The ankle would seem to be a solid, stable structure with one important exception: the lip of the bowl formed by the tibia and fibula is not uniform. On the outside of the ankle it protrudes farther down toward the foot than on the inside, and the outside lip is thicker than the inside, as well.The result of this uneven construction is that the ankle bone is more easily able to roll toward the inside of the joint, where the bowl is shallower, than to the outside. When that natural inclination is encouraged by some outside agent - a hole in the sidewalk or coming down off-balance - too often the ligaments on the outside of the ankle cannot take the stress of the violent roll inward, and they stretch, strain or tear. This results in a sharp pain, swelling, and drawn-out discomfort known as an ankle sprain.

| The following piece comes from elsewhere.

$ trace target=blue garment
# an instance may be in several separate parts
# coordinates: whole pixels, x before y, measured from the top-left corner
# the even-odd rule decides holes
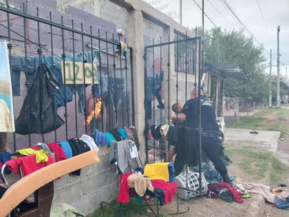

The most important thing you can do is apply compression to the injured area - more important than getting off the ankle, more important than icing, more important than elevation. Compressing the ankle immediately will prevent more discomfort than anything else you can do.
Compression involves more than simply wrapping the ankle with an elastic bandage. The problem with such a wrap is that it provides pressure only over the ankle bones, which stick out farther than the rest of the ankle. The soft hollow areas surrounding the protruding ankle knobs are not affected by the wrap at all. Such wrapping does little good and should be avoided.
A simple and effective way to counteract swelling is to take any soft pliable material - a sock, an old T-shirt, disposable diapers - and cut and fold it into the shape of a horseshoe. Place this "horseshoe" around the ankle knob with the curved part down. Then, wrap the entire ankle, horseshoe and all, with an elastic bandage. This wrapping applies pressure to all areas of the ankle, not just the ankle bone.
Compression does not have to be hard. Compression against the ankle knob does nothing for the sprain. Be sure to make the pressure firm and equal throughout the area by using the "horseshoe" technique. Keep it on for the first 24 hours.
If ice is available, use that, too. Cold will constrict blood vessels and other soft tissue to keep swelling to a minimum. Whatever you do, don't use heat on the injury - at least not at first. Wait at least 24 hours and better still, up to 72 hours before applying heat.
At least 24 hours after the injury, with swelling stabilized and pain no longer increasing, it's time to increase the circulation around the joint. Such blood flow will leach out some of the accumulated fluid and debris from the bleeding and promote healing.
One way is by using contract baths. These baths, alternating warm and cold, can help increase blood supply by first constricting the blood vessels with cold, then opening them with warmth, draining the area. This can be easily done at home using two containers such as the bathtub or a waste basket. The water need not be too warm (about 100 degrees or a little above normal body temperature). While the ankle is in the warm water keep moving it. One way is by writing the alphabet with your big toe, in letters as large as you can tolerate.
Try four minutes in the warm water to one minute in the cold (use ice cubes in the water). Alternate from one to another for 20 minutes every day.
The longer you baby the ankle, the longer it will take to recuperate. Therefore, let pain be your guide, but attempt to walk on it. So long as you are not in pain, you're not harming your ankle.
- Alton Thygerson is a professor of health sciences at Brigham Young University.